Over at Zola Books, they posted the top 40 favorite books of the recently deceased computer whiz and activist, Aaron Swartz. He was a great lover of books and often wrote short personal reviews (you can see his lists over at his blog). Aaron’s list ran from great literature (Kafka!), fiction (Wolfe, Wallace, Franzen), to all kinds of non-fiction.
This list over at Zola is an interesting one. They have included snippets of Aaron’s opinions of the books. Also, there was a well-written and insightful article written by Columbia Law School professor, Tim Wu, over at the New Yorker titled, “How the Legal System Failed Aaron Swartz–and Us.” The article ends with,
Today, prosecutors feel they have license to treat leakers of information like crime lords or terrorists. In an age when our frontiers are digital, the criminal system threatens something intangible but incredibly valuable. It threatens youthful vigor, difference in outlook, the freedom to break some rules and not be condemned or ruined for the rest of your life. Swartz was a passionate eccentric who could have been one of the great innovators and creators of our future. Now we will never know.
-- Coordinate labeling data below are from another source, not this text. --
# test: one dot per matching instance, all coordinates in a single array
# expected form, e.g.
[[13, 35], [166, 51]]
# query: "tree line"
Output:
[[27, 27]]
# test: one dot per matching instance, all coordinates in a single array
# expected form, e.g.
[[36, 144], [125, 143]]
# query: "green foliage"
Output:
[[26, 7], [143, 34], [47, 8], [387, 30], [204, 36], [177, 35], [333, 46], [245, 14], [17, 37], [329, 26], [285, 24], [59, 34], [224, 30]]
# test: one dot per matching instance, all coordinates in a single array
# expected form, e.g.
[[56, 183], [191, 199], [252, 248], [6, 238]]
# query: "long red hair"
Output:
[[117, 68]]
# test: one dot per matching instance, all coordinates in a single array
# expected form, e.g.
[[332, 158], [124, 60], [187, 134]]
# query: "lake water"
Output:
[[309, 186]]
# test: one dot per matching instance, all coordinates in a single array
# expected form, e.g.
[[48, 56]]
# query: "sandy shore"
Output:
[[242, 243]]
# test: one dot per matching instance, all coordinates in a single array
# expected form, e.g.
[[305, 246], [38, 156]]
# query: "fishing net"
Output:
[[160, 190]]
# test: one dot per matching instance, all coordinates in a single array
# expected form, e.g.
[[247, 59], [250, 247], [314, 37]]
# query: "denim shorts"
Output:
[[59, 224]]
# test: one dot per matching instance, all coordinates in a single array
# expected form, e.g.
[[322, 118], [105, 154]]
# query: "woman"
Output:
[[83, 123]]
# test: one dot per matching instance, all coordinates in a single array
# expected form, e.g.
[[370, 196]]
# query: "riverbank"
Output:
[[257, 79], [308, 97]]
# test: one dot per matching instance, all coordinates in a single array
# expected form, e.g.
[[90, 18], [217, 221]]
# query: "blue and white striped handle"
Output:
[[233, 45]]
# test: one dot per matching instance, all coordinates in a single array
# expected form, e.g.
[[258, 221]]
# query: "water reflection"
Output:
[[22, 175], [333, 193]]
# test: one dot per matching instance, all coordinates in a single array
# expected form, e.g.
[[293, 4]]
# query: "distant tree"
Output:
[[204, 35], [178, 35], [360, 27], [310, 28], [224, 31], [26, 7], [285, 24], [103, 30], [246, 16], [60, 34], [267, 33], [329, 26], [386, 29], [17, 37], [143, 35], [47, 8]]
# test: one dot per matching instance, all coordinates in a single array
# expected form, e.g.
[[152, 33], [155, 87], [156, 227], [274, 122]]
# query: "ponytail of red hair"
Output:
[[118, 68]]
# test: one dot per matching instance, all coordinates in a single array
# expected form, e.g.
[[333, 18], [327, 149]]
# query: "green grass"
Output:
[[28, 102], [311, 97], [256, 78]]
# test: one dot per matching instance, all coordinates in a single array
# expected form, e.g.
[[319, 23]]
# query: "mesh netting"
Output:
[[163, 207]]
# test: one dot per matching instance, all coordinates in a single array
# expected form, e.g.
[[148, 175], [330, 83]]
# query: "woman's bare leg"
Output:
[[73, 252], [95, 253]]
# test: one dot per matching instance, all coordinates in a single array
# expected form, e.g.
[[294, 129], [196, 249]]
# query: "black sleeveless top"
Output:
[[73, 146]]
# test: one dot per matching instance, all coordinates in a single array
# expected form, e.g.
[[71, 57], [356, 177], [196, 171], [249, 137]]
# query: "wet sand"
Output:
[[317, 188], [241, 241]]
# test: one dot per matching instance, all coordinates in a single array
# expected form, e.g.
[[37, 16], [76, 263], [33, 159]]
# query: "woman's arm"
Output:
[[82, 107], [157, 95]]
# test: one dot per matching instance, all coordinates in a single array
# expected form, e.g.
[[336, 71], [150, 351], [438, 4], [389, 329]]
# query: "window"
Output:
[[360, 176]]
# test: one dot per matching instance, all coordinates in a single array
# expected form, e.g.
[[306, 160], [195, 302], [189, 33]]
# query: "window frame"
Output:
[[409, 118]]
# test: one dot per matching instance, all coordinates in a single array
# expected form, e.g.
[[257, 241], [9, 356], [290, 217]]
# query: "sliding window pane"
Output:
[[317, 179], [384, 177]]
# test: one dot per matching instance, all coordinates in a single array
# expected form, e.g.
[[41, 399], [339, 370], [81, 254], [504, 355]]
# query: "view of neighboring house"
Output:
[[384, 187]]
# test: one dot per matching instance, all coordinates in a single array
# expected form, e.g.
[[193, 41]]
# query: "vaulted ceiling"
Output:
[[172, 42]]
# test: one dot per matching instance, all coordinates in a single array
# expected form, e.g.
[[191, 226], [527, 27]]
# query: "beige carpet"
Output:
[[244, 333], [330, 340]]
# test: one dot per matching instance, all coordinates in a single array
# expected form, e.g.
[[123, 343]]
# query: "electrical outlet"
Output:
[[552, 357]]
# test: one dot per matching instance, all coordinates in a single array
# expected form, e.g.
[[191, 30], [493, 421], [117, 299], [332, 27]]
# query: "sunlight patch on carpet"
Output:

Last week, I was kindly invited to the launch party for Zola Books. I was unable to visit their booth at BookExpo America but all was explained to me at the company’s little shindig. I had heard of Zola about a month ago but I had a hard time understanding the concept because 1) I can be super dense when it comes to technology and 2) I’m not quite sure if there is any other service that is comparable so I had nothing to relate it to. I chatted with a few people but it wasn’t until I got the rundown from founder, Joe Regal (formerly of Regal Literary), was everything illuminated. He and his small group of employees are super passionate about what they are doing (especially about the aspect of Zola that will give more revenue to the author and smaller “brick-and-mortar” bookstores). According to Publishers Weekly,
Zola’s interface, Regal said, is designed to make book-buying a more pleasant and cleaner experience than it is on Amazon…Zola’s e-books are platform agnostic (meaning they can be downloaded on all major devices, including Kindle) and can be read off the site, but readers can also opt for a more interactive experience…Regal is not alone. A number of authors have invested in Zola. One writer who put her money where her mouth is, is Audrey Niffenegger. The e-book edition of her bestseller The Time Traveler’s Wife will be available exclusively at Zola when the site launches.
The article continues with a breakdown of some of the other features that Zola Books will offer. One of its goals seems to be a more positive experience for the author, readers, and indie booksellers. The website is not live yet, but I am looking forward to seeing the direction this company takes.